He insisted to the Whitney that she was the right person, and surprisingly, they’d agreed. He needed her eye, he’d said. The money wasn’t much, but it was almost enough, and she no longer had to worry about being able to afford things like the dentist for Jem. Those things were now taken care of.
Jem had slid into the best high school in District Three, the one parents pull every string to get their kid into, and now, thanks to Adeline, Jem had as many strings as she needed. Within a few weeks she came home with news of electives and clubs and this cool girl who sat with her at lunch. She’d become a self-importantly busy person, slothful in the mornings and energized at night, needing Ruthie desperately and condescending to her, yelling about bathroom time and finishing all the sesame noodles without asking. Things were back to normal.

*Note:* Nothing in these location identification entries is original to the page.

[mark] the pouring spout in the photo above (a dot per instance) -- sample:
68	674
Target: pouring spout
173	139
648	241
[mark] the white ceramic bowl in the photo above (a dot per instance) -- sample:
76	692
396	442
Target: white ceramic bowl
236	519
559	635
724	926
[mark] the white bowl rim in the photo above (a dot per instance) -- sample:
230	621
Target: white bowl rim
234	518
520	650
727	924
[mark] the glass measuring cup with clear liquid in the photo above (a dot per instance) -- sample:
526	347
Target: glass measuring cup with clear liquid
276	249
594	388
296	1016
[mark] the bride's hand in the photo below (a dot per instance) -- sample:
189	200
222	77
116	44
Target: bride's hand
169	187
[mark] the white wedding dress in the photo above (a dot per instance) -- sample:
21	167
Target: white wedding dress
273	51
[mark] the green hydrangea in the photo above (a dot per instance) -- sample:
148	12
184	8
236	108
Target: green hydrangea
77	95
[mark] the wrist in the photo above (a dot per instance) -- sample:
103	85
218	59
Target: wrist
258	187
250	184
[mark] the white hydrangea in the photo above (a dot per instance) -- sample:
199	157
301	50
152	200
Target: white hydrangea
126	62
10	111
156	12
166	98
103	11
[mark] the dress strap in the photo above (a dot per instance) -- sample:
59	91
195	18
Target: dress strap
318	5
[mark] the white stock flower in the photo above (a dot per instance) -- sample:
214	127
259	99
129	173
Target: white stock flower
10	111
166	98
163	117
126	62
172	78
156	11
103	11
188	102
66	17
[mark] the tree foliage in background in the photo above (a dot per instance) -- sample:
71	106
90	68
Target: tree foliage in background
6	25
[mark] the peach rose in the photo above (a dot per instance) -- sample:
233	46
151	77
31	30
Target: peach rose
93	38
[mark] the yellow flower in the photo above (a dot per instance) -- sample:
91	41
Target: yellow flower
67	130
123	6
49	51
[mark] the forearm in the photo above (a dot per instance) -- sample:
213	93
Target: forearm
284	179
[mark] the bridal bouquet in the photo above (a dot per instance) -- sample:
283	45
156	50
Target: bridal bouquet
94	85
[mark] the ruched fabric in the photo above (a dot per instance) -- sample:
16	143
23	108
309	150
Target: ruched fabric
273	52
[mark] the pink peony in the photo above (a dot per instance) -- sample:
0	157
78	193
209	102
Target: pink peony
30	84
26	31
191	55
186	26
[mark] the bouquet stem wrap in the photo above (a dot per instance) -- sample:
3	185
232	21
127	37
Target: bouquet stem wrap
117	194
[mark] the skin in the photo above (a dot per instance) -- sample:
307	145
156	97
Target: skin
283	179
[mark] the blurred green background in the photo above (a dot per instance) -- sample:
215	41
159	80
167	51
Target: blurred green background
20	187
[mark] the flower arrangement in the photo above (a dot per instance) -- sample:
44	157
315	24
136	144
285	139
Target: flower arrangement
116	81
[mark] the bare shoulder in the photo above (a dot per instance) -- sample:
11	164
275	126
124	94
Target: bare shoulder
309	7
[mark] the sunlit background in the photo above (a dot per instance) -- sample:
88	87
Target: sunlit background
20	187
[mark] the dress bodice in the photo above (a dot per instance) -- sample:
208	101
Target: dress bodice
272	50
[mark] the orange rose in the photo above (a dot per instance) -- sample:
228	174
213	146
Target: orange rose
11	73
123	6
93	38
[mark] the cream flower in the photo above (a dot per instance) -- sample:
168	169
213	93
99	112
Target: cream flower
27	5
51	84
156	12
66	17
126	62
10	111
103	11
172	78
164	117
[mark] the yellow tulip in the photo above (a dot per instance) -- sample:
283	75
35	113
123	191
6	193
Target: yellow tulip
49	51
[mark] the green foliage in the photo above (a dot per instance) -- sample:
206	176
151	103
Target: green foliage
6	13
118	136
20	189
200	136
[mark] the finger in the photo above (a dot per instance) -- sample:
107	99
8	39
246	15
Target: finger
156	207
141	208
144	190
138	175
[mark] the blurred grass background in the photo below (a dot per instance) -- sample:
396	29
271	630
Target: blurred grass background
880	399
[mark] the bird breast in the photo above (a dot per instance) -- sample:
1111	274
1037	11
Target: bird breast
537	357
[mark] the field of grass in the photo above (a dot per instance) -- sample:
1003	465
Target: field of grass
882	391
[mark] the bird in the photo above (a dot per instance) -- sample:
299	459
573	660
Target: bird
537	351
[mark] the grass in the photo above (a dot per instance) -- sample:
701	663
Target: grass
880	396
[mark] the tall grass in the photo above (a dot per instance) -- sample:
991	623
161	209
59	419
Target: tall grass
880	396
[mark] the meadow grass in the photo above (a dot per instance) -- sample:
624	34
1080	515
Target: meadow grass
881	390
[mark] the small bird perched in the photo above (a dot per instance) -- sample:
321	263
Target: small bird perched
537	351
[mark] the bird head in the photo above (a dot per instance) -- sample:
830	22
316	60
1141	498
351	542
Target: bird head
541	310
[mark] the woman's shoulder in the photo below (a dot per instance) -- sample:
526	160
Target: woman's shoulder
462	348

Ruthie found her new routines. Takeout on Friday nights, researching and writing, taking Sundays off for solitary walks while Jem did her crushing load of homework. There were friends she could call, for a dinner, a drink, and she would do it someday soon. What surprised her the most about her quiet winter and spring was how often she thought of her mother. It was like discovering a new vein of grief. Maybe it was because mourning a marriage was like mourning a parent—you miss the person you wished you had, as well as the one you did.
Jem would spend the summer in Orient. Ruthie had rented a car for the drive, and the backseat was crammed with Jem’s bags and boxes, plus supplies for the pantry she didn’t think she could get out on the North Fork, spices, Iberian ham, and a selection of cheeses from Murray’s. In less than a year, Jem had become a New Yorker.
As soon as they turned off onto the two-lane road, they were officially back on the North Fork. The road went up and down, the wooden signs announcing pies and tomatoes and cherries. When at Southold the road narrowed and they saw the Sound, just a flat gray on this overcast day, Jem grabbed her arm. They hadn’t been out to the North Fork since they’d moved to the city.
The Orient house had been renovated, Adeline pushing an architect to complete a two-phase plan so the first phase—the kitchen, Mike’s new studio, the home gym—would be ready for the summer. Next year the whole house would be jacked up in case of another hurricane storm surge, and the deck expanded. The house, Ruthie knew, would no longer look the same.
“When we get to Orient, can we stop at the store for a salted oatmeal cookie?” Jem asked. She lowered the window and stuck her head out like a dog, sniffing. She’d cut off her long hair and wore it cropped very short.
“Of course.” Ruthie knew she would cry when she dropped off Jem for the summer, but like any mother, she would do it after driving away. She would head to Penny and Elena’s for coffee, and she would leave after lunch, against the traffic. She could not spend a night in Orient.
Mike and Adeline had married in the spring, a quiet wedding after Roberta’s funeral. It was strange not to have to worry about the big things now, about college expenses and launching Jem into the world. Vacations were now taken care of—there were already plans to take Jem to Italy next year. Ruthie would be left behind, but that was okay, that was fine, all her pleasure now was watching her daughter explore the world. Penny had called her Mildred Pierce without the melodrama.
They passed the Belfry, now a construction site. The old sign was gone. Instead a new sign had been erected: THE MANTIS FOUNDATION.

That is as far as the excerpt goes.